The Bike Shoppe

The Bike Shoppe
Your Ogden Utah bike expert since 1976!

Wednesday, November 18, 2015

Fast Fat Bikes

With snow in the forecast on Monday, we decided to ride to the Ben Lomond saddle from North Ogden Divide. We were planning for maybe some rain in the valley and a blizzard on the pass up to Ben Lomond. There wasn't even a skiff in the valley and hardly a trace in the parking lot at the Divide summit. We encountered mud on the lower section, then packed snow, fluffy dry snow, and finally wind and frozen dirt with snow coming down.

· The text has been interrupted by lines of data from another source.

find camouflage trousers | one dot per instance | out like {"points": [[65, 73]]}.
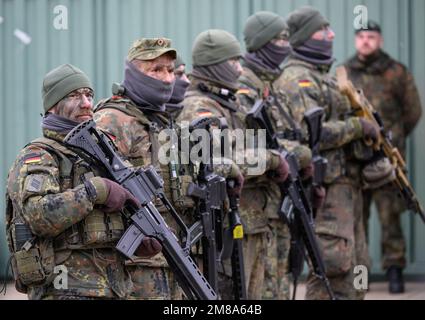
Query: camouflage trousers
{"points": [[153, 283], [276, 279], [390, 207], [254, 251], [341, 236]]}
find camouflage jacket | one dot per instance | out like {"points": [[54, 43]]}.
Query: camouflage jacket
{"points": [[308, 86], [136, 134], [257, 83], [197, 104], [63, 217], [391, 89]]}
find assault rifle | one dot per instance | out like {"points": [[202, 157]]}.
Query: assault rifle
{"points": [[145, 185], [295, 209]]}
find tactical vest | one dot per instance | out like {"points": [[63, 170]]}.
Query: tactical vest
{"points": [[337, 108], [33, 258], [284, 125], [176, 176]]}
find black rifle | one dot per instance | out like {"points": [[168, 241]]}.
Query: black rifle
{"points": [[313, 118], [145, 185], [210, 190], [237, 260], [295, 209]]}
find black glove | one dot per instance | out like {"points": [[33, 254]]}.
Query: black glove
{"points": [[234, 188], [117, 197], [282, 171]]}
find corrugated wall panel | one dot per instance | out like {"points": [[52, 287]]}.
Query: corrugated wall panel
{"points": [[101, 31]]}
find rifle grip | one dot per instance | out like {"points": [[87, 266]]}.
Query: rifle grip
{"points": [[130, 241]]}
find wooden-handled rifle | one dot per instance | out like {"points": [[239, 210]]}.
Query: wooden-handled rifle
{"points": [[383, 145]]}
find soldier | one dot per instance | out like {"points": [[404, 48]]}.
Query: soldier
{"points": [[58, 206], [390, 87], [216, 69], [307, 82], [134, 117], [266, 40]]}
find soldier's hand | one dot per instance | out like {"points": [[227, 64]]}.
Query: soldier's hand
{"points": [[111, 195], [235, 188], [318, 197], [148, 248], [370, 131], [282, 170], [307, 172]]}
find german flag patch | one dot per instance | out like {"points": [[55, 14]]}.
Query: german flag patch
{"points": [[32, 158], [243, 91], [205, 113], [305, 83]]}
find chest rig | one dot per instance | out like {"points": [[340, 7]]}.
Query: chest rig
{"points": [[262, 85], [97, 229], [176, 176]]}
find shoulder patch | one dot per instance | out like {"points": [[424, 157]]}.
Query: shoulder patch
{"points": [[305, 83], [35, 183], [243, 91], [204, 113], [32, 158]]}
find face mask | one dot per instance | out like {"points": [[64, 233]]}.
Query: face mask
{"points": [[145, 90], [179, 91], [316, 51], [57, 123], [269, 56]]}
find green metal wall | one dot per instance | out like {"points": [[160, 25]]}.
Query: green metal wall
{"points": [[100, 32]]}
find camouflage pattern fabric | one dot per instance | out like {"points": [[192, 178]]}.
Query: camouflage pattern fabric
{"points": [[151, 277], [50, 207], [255, 83], [339, 230], [399, 106], [253, 198]]}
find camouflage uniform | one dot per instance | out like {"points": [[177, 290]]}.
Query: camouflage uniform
{"points": [[339, 225], [45, 190], [256, 83], [399, 105], [136, 137], [135, 132], [198, 104]]}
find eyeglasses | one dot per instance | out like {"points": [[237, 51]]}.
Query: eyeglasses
{"points": [[78, 94], [326, 31]]}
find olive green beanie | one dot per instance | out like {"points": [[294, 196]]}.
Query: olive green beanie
{"points": [[214, 46], [262, 27], [302, 23], [61, 81]]}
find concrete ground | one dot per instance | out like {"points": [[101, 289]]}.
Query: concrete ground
{"points": [[378, 291]]}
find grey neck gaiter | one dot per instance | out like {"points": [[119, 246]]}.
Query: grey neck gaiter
{"points": [[145, 91], [221, 72], [57, 123], [316, 52], [269, 56], [179, 91]]}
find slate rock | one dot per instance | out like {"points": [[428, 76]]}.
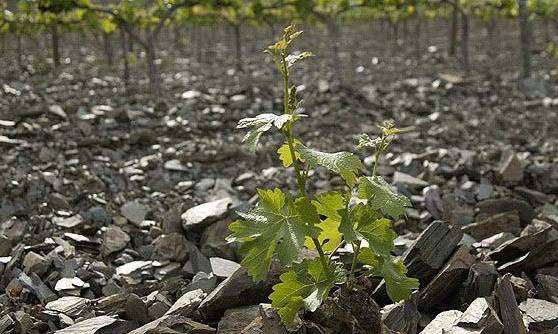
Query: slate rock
{"points": [[448, 280], [7, 324], [479, 317], [187, 303], [223, 268], [33, 283], [136, 309], [480, 281], [97, 215], [431, 250], [173, 324], [36, 263], [493, 207], [402, 317], [235, 320], [114, 240], [542, 256], [5, 245], [443, 322], [204, 214], [539, 315], [433, 202], [412, 183], [135, 212], [97, 325], [509, 310], [68, 222], [504, 222], [547, 287], [70, 305], [213, 243], [172, 247], [516, 247], [204, 281], [237, 290], [511, 169]]}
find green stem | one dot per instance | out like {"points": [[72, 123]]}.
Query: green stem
{"points": [[356, 250], [378, 155], [301, 183], [335, 250]]}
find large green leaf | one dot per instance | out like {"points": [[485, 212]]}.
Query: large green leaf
{"points": [[399, 286], [382, 197], [260, 124], [306, 285], [327, 205], [285, 153], [277, 226], [346, 164], [394, 272]]}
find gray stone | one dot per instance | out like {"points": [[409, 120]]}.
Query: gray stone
{"points": [[68, 222], [168, 323], [33, 283], [114, 240], [547, 288], [135, 212], [412, 183], [442, 323], [447, 281], [36, 263], [235, 320], [534, 87], [204, 214], [97, 215], [172, 247], [175, 165], [480, 317], [70, 306], [187, 303], [235, 291], [131, 267], [90, 326], [539, 315], [223, 268], [493, 207], [7, 324], [136, 309], [402, 317], [504, 222], [204, 281], [213, 243], [511, 169], [5, 245]]}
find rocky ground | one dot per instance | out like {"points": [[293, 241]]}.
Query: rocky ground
{"points": [[114, 208]]}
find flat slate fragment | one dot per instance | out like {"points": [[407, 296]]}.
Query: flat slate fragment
{"points": [[201, 215], [509, 311], [442, 286], [539, 315]]}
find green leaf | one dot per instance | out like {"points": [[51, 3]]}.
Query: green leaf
{"points": [[345, 164], [365, 223], [277, 226], [367, 257], [260, 124], [382, 197], [285, 153], [327, 205], [293, 59], [379, 234], [394, 272], [306, 285], [398, 285]]}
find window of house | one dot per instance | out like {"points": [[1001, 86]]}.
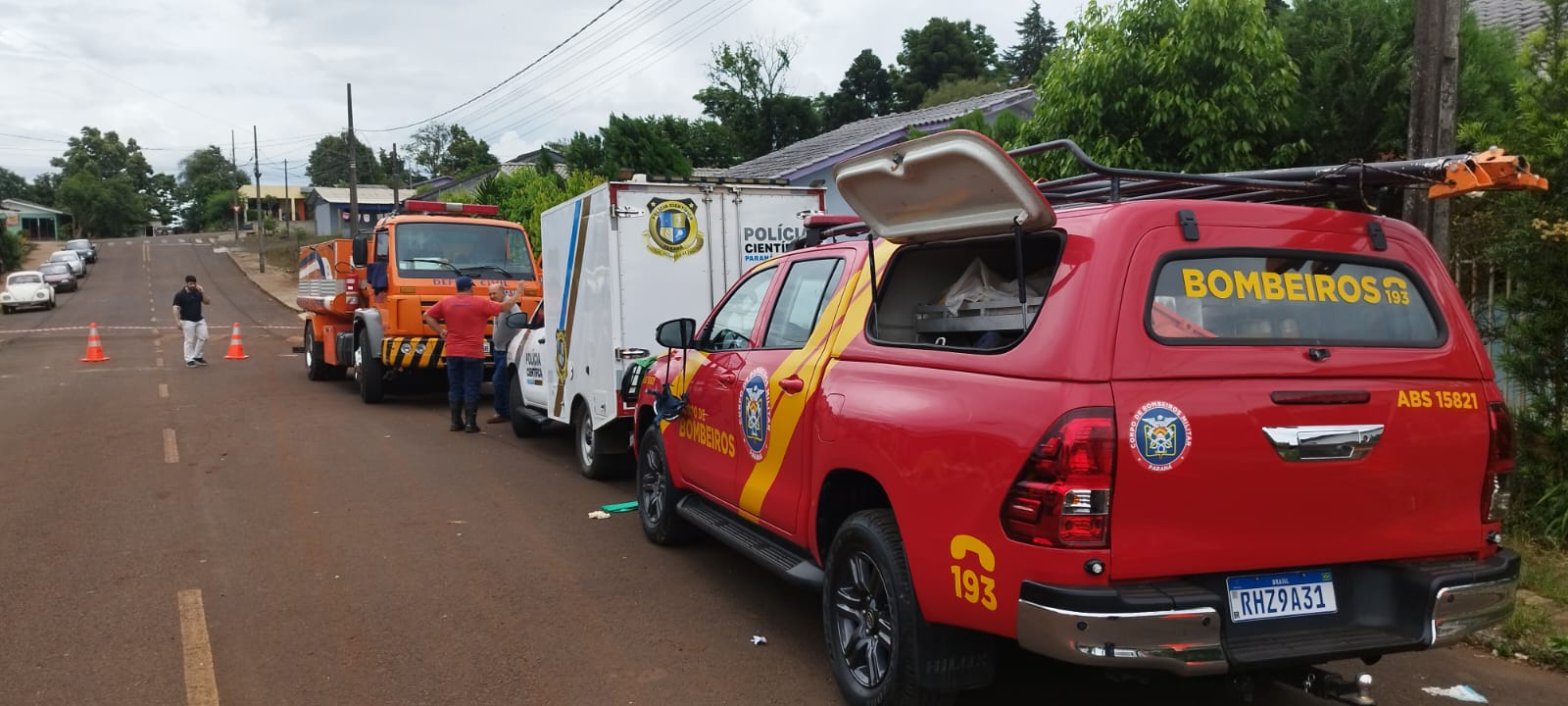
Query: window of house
{"points": [[736, 321], [805, 294]]}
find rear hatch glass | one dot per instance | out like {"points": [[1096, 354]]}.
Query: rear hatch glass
{"points": [[1288, 298], [1286, 408]]}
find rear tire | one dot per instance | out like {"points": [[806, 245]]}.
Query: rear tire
{"points": [[368, 373], [869, 616], [592, 463], [521, 426], [658, 496]]}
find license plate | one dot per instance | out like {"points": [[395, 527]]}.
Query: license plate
{"points": [[1291, 595]]}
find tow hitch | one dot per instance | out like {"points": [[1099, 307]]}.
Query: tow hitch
{"points": [[1329, 684], [1316, 681]]}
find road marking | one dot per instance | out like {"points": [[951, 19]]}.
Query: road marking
{"points": [[172, 451], [201, 682]]}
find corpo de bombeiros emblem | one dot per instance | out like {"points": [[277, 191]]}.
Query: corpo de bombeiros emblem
{"points": [[1160, 435], [671, 227]]}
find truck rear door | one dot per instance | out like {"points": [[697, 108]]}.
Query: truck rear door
{"points": [[1290, 399]]}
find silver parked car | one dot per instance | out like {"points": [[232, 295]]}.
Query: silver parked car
{"points": [[85, 248], [78, 267]]}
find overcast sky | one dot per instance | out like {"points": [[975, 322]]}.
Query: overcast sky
{"points": [[180, 75]]}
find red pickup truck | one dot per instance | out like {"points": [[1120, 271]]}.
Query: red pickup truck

We were all on fat bikes, one of us on Salsa's Bucksaw (affectionately known as the Hucksaw), two of us on Trek Farley's, and Matt on his Fat & Furious Carbon Fatty. All of us had suspension, dropper posts, hydraulic disc brakes, and 3.8 inch tires. Half of us had 26" wheels, the others on 27.5". (Aside from tire width, sounds like a traditional ride from a couple years ago)

Previously in these conditions, I wouldn't go out. It was either ride on snow on a fat bike or ride on dirt on a regular mountain bike. When I first started riding fat bikes on a Surly Pugsley, it wouldn't have been an option to ride up or down most of that trail. However, in the few years that fat bikes have become mainstream, they have also started to ride like regular bikes. It was amazing how a bike could just float over the rough, rocky sections, as well as those riddled with roots, grip on snow in turns, and hold a line in loose shale at full speed. It felt as smooth and fast as any bike I've ridden on that trail, and I've ridden everything from a Trek Superfly to a Fuel EX to a Slash to a Yeti SB-6c. There are a few drops on the trail that remind me that I'm on a hardtail, but with super high volume tires, it was never a harsh reminder.

Fat bikes have come a long way. They've always been fun, but now they are fast also. They extend the season...infinitely. I've ridden a lot of fun bikes, but I have never had one bike that I felt could actually do it all. The Trek Slash 9 and Yeti SB-6 have been close. I used them both for all of my trail riding. But the Farley 9.8 I rode on Monday makes it so that I can ride wherever and whenever I want. The massive footprint floats on top of mud so I don't tear up the trails in the wet and doesn't loose grip in the snow. It doesn't bounce around on super rocky technical sections or loose grip on off-camber rooty sections. You can also ride any angle on slickrock or float over sand in areas like Virgin, UT or Moab.

I have said numerous times that a fat bike couldn't be my only bike. I didn't say it as much after my first ride on a Trek Farley 8 with a Bluto. Now that I've ridden a Farley with 27.5" wheels on the super grippy rolling hills outside of Waterloo, WI and on one of my favorite local trails, I can say that it could be my only bike and I would be very, very happy. It is that awesome.